This piece begins with great potential by talking about how 15 of the top 100 political donors in the 2000 election were from Michigan. Reporter Peter Ross mentions that Jay Van Andel gave $400,000, but the information stops there. Instead, the reporter attempts to communicate that most political money “comes in small amounts.” This is simply not true. See the information at the Center for Public Integrity and White House for Sale.
The WZZM 13 reporter goes to the West Michigan Women’s Expo since both the Republicans and Democrats had tables at that event and give us some pithy quotes like “I have more time than money,” and “If you buy a donkey button, I’ll give you a John Kerry button.” One of the women at the Republican table says “It’s the grassroots effort that wins everything.” That certainly should be challenged by the reporter. If grassroots is where it’s at, why do political campaigns spend the majority of their money on paid political ads? See the Alliance for Better Campaigns.
The reporter goes on to tell us how much the Democrats (at their unity event) and Republicans (total of $170 million) have raised to date, but not who the money is from nor how it will be spent. Instead they go back to the Women’s Expo and get a comment from a voter who clearly struggles with the campaign money issue – “It’s too bad we have to raise so much money to win a campaign.”
The story ends with the reporter telling us that Bush has out-raised Kerry so far, which is why no Kerry ads have aired in this market yet, although anti-Bush ads have appeared. Unfortunately, no mention is made out how much money this media market has made from running paid political ads, nor how that impacts public perception.
This story missed huge opportunities to inform the public about the role of money in campaigns and what that means to our Democracy.
Newsreader – The big money shows why Michigan is such a battle ground state for the 2004 votes, once more it’s an even split…half went to Republicans, half to Democrats. Grand Rapids political reporter Peter Ross says some of the biggest donors were clustered here in Michigan.
Reporter Peter Ross – That’s right 15 of the 100 top political givers in 2000 came from Michigan, more than any other state. Amway co-founder Jay Van Andel at number 10 donated over $400,000 to Michigan’s republican state committee back then, but for the most part, then, as well as now, the money comes in in small amounts.
(Cuts to video b-roll at the Women’s Expo in the Convention Center)
You can find a lot at the Women’s Expo, including President Bush (woman standing next to cardboard cut out).

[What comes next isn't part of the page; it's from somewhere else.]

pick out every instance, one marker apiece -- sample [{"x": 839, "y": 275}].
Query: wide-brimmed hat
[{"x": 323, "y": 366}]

Woman – “Republican women are the life of the party.”
Reporter – Sharon is one of them.
Sharon – “I have more time than money.”
Reporter – But she gives a little money to the Grand Old party.
Sharon – “It’s the grassroots effort that wins everything.”
Woman – “If you buy a donkey button, I’ll give you a John Kerry button.”
Reporter – Across the hall another small donor. Democrat Margaret Tenbrink.
Margaret – “Not all of us have the $1,000 to give or the $2,000, or can’t afford to buy them $5,000 a dinner tickets.”
(cuts to Democratic party fundraiser)
Reporter – The Democrats raised $11 million at their unity dinner last night in Washington, a record. While President Bush has just passed his goal of raising $170 million dollars for his re-election. A small amount of that came from Jeff Burns of Wyoming.
Jeff Burns – “It’s too bad we have to raise so much money to win a campaign.”
Reporter – A bunch of that money is coming from Michigan, although Antoniette may not write a check.
Antoniette – “I’m unemployed right now, so it would take a lot.”
(Cuts to reporter back in newsroom.)
Reporter – President Bush has raised a lot more money than John Kerry has, that’s why you haven’t seen any Kerry TV commercials here in West Michigan yet, although you have see spots from groups like MoveOn.org and the Media Fund that are trying to counter Bush’s fund raising advantage.